Tasmania's mining sector is pushing for changes to regulations it says are being used to hold up and kill new projects.
" ... the current approvals processes are being subjected to counterproductive manoeuvres with the objective of tying up developers for extended periods in the hope investment funds will be depleted before a ruling is made on the application," Tasmanian Minerals, Manufacturing and Energy Council chief executive Ray Mostogl told the Productivity Commission in a letter accompanying the group's submission to a study into regulation in the resources sector.
Mr Mostogl said the peak body supported strong standards "to underpin a sustainable industry" and its submission was focused on "efficiency with genuine priority matters, now on lowering any approval standards".
Environmentalist "lawfare" has caused long delays to various mining projects around the nation, including in Tasmania.
The group's submission said Tasmania had become a "can't do kind of state" because of the issue.
"We have earned an unfortunate but regrettably well deserved reputation as being a place where things cannot get done," it said.
National environmentalist group the Wilderness Society also wants changes.
In the society's submission, national director Lyndon Schneiders said the federal government's most recent State of the Environment report made it clear the existing approach to environmental protection and sustainable development was failing.
"Most key environmental indicators are in decline and this direction is likely to be accelerated by the biophysical impacts of climate change," Mr Schneiders said.
"It is also clear that the community concerns about the environmental impacts associated with Australia's resource sector continue to be significant and have grown over the past several years."

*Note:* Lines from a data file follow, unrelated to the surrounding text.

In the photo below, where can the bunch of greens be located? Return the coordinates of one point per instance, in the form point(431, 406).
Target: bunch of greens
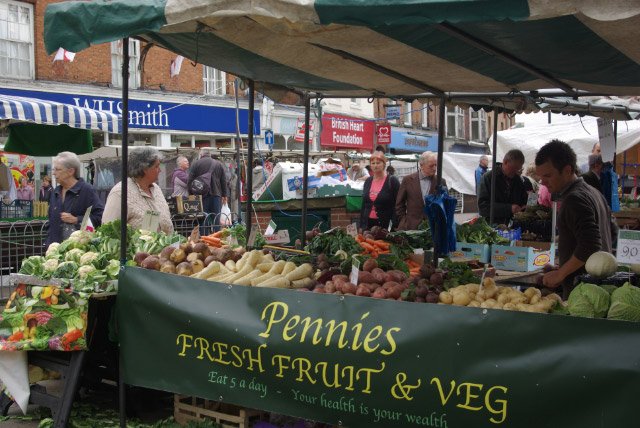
point(332, 241)
point(479, 232)
point(457, 273)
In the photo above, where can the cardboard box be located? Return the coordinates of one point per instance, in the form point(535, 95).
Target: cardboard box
point(480, 252)
point(523, 256)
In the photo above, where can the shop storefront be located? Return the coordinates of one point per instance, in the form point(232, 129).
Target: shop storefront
point(162, 120)
point(403, 142)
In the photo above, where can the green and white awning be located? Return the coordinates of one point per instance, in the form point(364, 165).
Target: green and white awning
point(378, 47)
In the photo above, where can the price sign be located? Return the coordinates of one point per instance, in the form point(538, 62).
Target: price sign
point(628, 247)
point(353, 278)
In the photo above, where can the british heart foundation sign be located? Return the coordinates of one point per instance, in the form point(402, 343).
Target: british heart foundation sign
point(384, 134)
point(344, 131)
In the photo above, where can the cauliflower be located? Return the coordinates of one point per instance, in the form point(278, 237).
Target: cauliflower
point(88, 258)
point(80, 237)
point(52, 248)
point(84, 271)
point(74, 255)
point(50, 265)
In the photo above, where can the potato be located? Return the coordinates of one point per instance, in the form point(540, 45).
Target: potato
point(461, 298)
point(446, 298)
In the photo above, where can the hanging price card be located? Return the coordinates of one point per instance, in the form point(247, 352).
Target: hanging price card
point(628, 247)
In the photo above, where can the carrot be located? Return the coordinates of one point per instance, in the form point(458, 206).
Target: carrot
point(367, 246)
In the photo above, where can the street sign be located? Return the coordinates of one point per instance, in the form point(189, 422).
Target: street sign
point(268, 138)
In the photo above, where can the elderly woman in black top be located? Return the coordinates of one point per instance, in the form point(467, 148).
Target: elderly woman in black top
point(379, 195)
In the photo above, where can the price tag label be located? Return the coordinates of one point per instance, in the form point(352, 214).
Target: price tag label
point(355, 267)
point(352, 230)
point(252, 235)
point(628, 247)
point(150, 221)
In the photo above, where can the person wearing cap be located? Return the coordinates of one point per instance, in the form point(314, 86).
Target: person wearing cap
point(415, 187)
point(378, 195)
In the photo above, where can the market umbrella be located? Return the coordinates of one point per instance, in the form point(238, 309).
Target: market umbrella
point(360, 48)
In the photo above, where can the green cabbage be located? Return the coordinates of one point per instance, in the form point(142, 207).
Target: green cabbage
point(625, 304)
point(588, 300)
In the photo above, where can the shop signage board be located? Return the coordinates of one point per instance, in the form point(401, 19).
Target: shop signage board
point(363, 362)
point(300, 130)
point(346, 132)
point(146, 114)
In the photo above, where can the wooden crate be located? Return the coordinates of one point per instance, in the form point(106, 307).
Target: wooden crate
point(188, 408)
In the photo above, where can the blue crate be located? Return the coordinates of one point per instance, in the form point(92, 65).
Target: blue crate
point(511, 235)
point(18, 208)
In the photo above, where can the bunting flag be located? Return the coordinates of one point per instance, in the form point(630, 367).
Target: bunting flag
point(176, 64)
point(64, 55)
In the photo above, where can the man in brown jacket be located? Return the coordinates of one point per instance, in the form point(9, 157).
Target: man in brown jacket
point(413, 189)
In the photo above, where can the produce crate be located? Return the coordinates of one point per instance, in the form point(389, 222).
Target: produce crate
point(523, 256)
point(480, 252)
point(18, 208)
point(188, 408)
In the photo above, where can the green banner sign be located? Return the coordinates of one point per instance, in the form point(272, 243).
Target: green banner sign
point(363, 362)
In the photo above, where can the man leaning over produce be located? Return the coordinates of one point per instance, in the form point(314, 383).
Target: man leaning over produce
point(585, 224)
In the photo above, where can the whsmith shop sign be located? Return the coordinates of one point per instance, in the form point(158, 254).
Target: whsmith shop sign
point(157, 115)
point(363, 362)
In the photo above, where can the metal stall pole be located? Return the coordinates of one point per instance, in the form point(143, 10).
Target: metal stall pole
point(123, 203)
point(305, 169)
point(236, 88)
point(249, 185)
point(493, 164)
point(441, 120)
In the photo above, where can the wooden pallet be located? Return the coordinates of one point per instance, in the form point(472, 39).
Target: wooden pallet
point(188, 408)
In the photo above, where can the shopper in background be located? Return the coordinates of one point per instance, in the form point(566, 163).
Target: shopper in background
point(144, 195)
point(179, 178)
point(592, 177)
point(585, 224)
point(217, 196)
point(379, 195)
point(70, 200)
point(483, 165)
point(415, 187)
point(510, 197)
point(25, 192)
point(45, 190)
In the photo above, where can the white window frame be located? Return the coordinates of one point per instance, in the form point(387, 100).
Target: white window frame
point(19, 37)
point(214, 81)
point(408, 120)
point(134, 62)
point(458, 115)
point(479, 121)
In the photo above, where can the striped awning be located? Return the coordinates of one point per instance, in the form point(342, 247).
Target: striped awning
point(379, 48)
point(22, 109)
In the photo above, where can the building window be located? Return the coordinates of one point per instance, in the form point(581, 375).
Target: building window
point(134, 61)
point(455, 122)
point(16, 39)
point(408, 121)
point(215, 81)
point(425, 115)
point(478, 121)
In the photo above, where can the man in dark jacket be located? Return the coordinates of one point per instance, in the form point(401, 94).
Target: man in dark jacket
point(511, 196)
point(211, 203)
point(413, 189)
point(585, 224)
point(592, 177)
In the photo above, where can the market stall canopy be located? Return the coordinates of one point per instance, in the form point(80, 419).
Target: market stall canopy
point(580, 134)
point(46, 128)
point(385, 48)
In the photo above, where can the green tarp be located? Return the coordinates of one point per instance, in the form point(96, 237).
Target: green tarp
point(47, 140)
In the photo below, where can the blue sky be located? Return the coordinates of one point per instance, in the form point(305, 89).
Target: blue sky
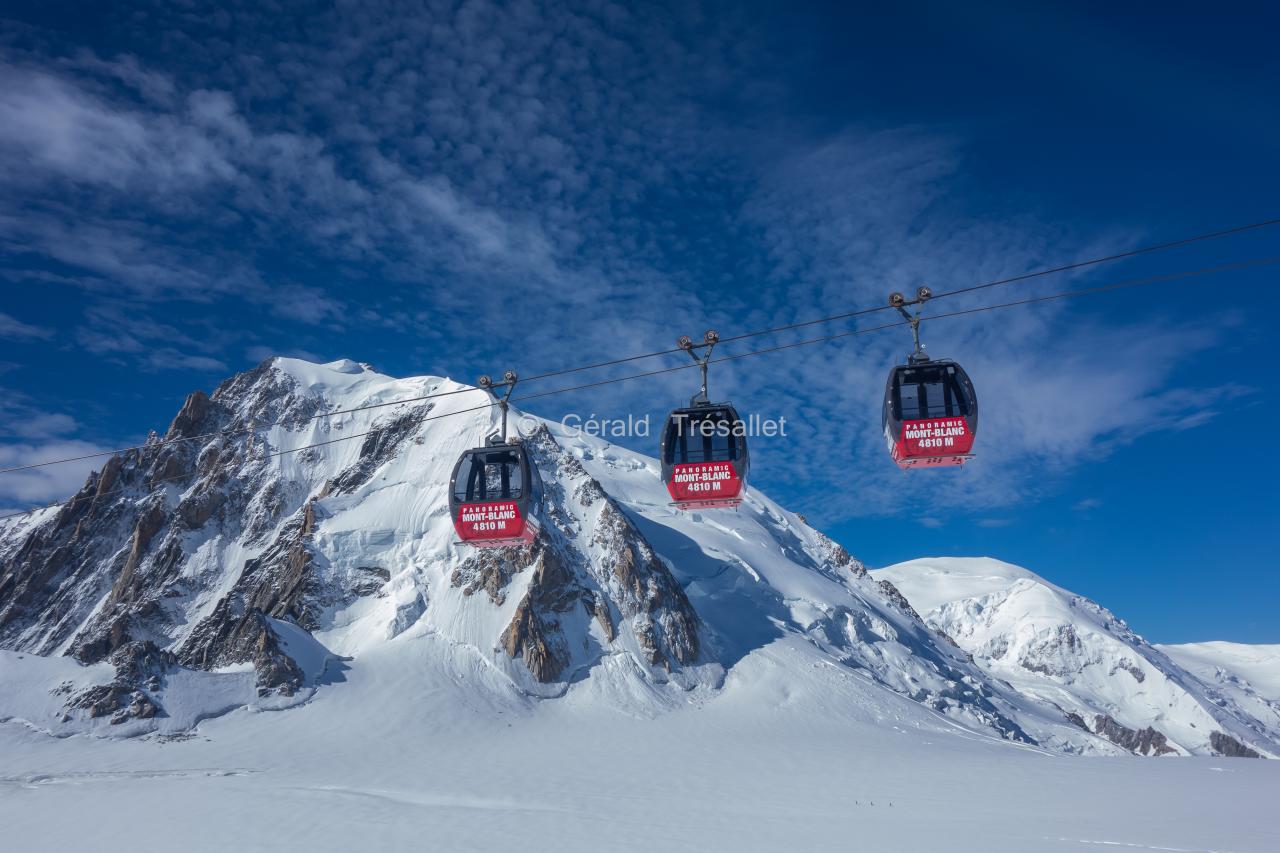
point(456, 188)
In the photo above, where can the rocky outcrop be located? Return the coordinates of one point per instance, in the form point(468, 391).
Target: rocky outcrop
point(1143, 742)
point(535, 634)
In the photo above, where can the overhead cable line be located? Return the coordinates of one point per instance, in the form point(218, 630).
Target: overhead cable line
point(846, 315)
point(1088, 291)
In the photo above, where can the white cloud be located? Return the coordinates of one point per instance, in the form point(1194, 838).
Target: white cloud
point(14, 328)
point(44, 484)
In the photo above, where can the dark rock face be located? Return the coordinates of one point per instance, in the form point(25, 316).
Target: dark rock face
point(119, 543)
point(378, 447)
point(534, 633)
point(1143, 742)
point(1225, 744)
point(622, 578)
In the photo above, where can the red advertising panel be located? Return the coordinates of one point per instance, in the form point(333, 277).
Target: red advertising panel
point(498, 520)
point(940, 441)
point(705, 483)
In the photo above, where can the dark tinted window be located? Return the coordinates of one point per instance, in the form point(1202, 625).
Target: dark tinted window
point(929, 391)
point(703, 437)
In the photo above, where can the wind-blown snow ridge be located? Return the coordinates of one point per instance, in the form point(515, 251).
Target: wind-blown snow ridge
point(195, 578)
point(1075, 655)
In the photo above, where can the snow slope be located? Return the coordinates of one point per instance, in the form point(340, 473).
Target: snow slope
point(213, 555)
point(329, 671)
point(786, 756)
point(1063, 648)
point(1247, 674)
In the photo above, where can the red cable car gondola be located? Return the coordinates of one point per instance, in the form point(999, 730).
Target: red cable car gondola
point(704, 456)
point(931, 409)
point(496, 491)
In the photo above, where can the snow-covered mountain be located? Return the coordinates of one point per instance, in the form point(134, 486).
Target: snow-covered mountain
point(1065, 649)
point(1248, 674)
point(211, 571)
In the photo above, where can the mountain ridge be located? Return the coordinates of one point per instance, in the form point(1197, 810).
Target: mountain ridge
point(257, 553)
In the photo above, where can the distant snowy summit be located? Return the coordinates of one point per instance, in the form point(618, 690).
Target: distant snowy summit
point(1070, 652)
point(292, 528)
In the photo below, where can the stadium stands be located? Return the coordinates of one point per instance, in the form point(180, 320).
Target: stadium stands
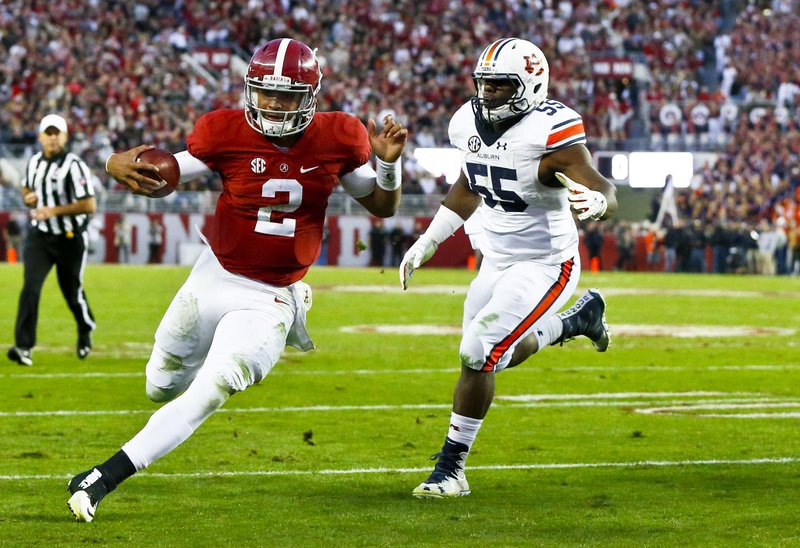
point(720, 77)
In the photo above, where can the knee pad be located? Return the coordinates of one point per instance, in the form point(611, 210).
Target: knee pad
point(158, 394)
point(471, 352)
point(166, 375)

The Wilderness Society and the wider The Places You Love Alliance have proposed replacing the federal Environment Protection and Biodiversity Conservation Act with "new generation" national environmental laws and institutions, which would potentially make it much harder for many projects to proceed
They proposed a new approvals system led by the federal government which would be related to international deals, such as sustainable development goals and the Paris climate change agreement, and require proponents to show how projects would contribute to "continuous environmental improvement".
The Tasmanian Minerals, Manufacturing and Energy Council urged changes to the bilateral approvals system involving Canberra and the states, arguing decisions on matters under the EPBC Act should be made when all relevant material was available, without waiting until all assessment and approval conditions for the "much more comprehensive state matters" had been finalised.
"Tasmania's approval systems are being gamed by environmental NGOs, whose clear intentions are to politically and economically sabotage development that they don't like by causing delays and frustrations to projects that otherwise pass every reasonable and lawful environmental test," its submission said.
The federal government asked the Productivity Commission to look into the regulations.
A draft report is expected in March.